At this point, as others have attempted to dissect the subject of meaningful content, a resolution was often expected from CCP themselves. After all, is it not up to the developer to fix the game? Should there be more incentives for holding sovereignty? Yes. Would the game benefit from more artificial conflict drivers? Probably. Were we speaking of any other game I would agree that the responsibility lies with the developers. However, this is EVE – the game where every ship you pilot is built by another player, every shot you fire has consequences, and history is written by players. We have created the environment we find ourselves in now, and only we can be the ones that change it for the better.
An adaptation in attitude would go a long way towards creating a more dynamic, less disingenuous content environment.
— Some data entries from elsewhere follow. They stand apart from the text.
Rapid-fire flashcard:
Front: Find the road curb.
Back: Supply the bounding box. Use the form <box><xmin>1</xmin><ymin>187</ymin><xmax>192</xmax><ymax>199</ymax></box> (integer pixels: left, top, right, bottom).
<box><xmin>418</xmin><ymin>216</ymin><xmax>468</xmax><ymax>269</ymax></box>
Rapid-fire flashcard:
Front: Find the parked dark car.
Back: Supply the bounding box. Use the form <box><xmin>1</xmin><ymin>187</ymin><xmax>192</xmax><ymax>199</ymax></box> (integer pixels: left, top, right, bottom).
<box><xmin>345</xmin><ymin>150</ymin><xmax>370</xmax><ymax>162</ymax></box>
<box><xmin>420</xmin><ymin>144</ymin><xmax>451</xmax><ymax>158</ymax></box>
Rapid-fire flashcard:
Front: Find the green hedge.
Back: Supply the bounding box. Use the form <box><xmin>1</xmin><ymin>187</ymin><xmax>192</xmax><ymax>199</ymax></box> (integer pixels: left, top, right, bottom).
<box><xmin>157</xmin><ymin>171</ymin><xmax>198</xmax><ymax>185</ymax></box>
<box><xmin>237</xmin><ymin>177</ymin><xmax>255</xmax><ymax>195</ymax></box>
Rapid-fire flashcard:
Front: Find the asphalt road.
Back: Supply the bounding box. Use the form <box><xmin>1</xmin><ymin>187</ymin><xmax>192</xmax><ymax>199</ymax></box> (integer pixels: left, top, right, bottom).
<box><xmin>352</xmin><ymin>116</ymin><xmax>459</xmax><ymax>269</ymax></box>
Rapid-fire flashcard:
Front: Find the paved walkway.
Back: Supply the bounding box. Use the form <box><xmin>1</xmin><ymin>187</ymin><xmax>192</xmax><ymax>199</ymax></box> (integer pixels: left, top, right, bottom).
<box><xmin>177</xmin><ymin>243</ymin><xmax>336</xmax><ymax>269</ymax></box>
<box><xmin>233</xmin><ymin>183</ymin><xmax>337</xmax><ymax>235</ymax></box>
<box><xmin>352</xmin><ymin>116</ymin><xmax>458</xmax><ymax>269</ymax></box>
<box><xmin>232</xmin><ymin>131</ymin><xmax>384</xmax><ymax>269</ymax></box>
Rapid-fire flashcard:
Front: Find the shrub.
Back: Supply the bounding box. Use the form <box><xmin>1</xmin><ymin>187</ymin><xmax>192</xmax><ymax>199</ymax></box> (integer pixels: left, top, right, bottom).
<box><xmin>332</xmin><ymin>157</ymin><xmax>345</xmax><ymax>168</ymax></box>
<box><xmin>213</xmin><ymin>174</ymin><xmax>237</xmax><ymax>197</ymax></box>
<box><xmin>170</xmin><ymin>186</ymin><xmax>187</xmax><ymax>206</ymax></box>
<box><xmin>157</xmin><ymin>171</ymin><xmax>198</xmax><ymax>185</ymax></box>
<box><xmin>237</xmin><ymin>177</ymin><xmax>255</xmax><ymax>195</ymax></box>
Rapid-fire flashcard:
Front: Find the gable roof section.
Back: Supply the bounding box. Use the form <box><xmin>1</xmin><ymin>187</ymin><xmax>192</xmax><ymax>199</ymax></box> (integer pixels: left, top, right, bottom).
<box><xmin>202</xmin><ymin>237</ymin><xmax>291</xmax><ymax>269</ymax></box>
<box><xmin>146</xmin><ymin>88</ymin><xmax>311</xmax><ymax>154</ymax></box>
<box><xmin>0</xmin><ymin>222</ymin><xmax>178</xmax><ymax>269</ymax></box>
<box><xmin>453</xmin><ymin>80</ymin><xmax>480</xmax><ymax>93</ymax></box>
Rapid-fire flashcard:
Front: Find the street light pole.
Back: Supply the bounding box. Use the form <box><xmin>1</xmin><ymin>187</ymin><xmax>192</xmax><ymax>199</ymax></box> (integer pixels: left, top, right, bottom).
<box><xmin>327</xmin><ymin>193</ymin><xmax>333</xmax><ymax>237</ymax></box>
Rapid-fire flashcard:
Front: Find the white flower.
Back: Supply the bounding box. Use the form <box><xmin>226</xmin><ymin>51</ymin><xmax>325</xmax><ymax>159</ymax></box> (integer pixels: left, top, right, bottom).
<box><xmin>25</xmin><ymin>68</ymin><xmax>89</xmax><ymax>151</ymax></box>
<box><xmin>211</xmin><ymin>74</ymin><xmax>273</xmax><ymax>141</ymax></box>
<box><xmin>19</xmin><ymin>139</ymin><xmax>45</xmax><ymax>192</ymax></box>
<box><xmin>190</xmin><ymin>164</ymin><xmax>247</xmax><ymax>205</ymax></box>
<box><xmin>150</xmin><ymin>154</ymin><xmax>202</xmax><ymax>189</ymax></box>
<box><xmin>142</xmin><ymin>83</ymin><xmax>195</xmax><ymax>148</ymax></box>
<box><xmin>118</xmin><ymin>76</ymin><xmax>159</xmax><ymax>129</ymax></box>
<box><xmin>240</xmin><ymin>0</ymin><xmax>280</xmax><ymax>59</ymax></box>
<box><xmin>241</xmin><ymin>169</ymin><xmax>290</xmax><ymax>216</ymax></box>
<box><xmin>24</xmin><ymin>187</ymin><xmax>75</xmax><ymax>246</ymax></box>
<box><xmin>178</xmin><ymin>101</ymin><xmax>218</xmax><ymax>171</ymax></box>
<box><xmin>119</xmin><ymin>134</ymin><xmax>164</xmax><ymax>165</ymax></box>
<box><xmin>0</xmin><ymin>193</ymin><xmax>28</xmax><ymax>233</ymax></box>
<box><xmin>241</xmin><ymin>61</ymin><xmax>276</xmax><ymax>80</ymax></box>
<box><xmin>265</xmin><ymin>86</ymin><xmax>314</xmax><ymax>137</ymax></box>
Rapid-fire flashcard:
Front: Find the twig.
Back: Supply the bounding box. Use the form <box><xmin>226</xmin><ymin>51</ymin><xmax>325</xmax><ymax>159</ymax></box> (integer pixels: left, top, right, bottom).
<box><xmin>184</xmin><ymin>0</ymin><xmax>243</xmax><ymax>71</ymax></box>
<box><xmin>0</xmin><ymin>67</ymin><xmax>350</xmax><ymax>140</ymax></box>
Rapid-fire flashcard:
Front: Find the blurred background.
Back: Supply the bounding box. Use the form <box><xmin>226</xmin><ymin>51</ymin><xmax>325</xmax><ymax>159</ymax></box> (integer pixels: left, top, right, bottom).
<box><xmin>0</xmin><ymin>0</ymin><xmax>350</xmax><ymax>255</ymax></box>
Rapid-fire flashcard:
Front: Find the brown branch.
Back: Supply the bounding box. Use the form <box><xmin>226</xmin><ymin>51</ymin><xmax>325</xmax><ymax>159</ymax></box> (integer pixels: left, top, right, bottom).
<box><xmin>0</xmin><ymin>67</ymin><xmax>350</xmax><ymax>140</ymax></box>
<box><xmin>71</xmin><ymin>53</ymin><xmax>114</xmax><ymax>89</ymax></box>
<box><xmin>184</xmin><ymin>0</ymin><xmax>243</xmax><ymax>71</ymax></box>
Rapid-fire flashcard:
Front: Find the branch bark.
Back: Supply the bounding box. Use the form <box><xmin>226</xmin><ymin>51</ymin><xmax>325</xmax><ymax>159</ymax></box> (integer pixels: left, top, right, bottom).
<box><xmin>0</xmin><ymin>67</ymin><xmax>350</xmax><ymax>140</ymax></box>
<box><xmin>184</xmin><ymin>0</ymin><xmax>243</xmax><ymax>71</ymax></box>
Specifically those parties currently either too afraid, too lazy or too apathetic to get involved and play for keeps should consider their impact not just on the game but also their enjoyment of it. EVE is a game in which losses are real, the fruits of one’s labour go up in smoke more often than one would like and, as always, old habits die hard. A change in mindset that moves away from risk adversity and towards more risk-taking is certainly not easily achieved. It’s never easy to accept loss. Putting one’s work on the line is no casual thing when it comes to corps, alliances and influence; but I ask you this: What use is that enormous alliance SRP wallet if not to ensure that your loyal pilots need not fear the heat of battle? What use are your accumulated stockpiles of warships if not to fuel the fires of hard-earned victories? How accomplished will you feel knowing your battles are pre-decided and your triumphs ring hollow?
In the end, this game thrives on conflict. Real, genuine conflict with all the emotional ups and downs it brings along with it. While the real world needs stability to prosper, EVE needs true, meaningful content. EVE’s history is written in blood. Dare to write some.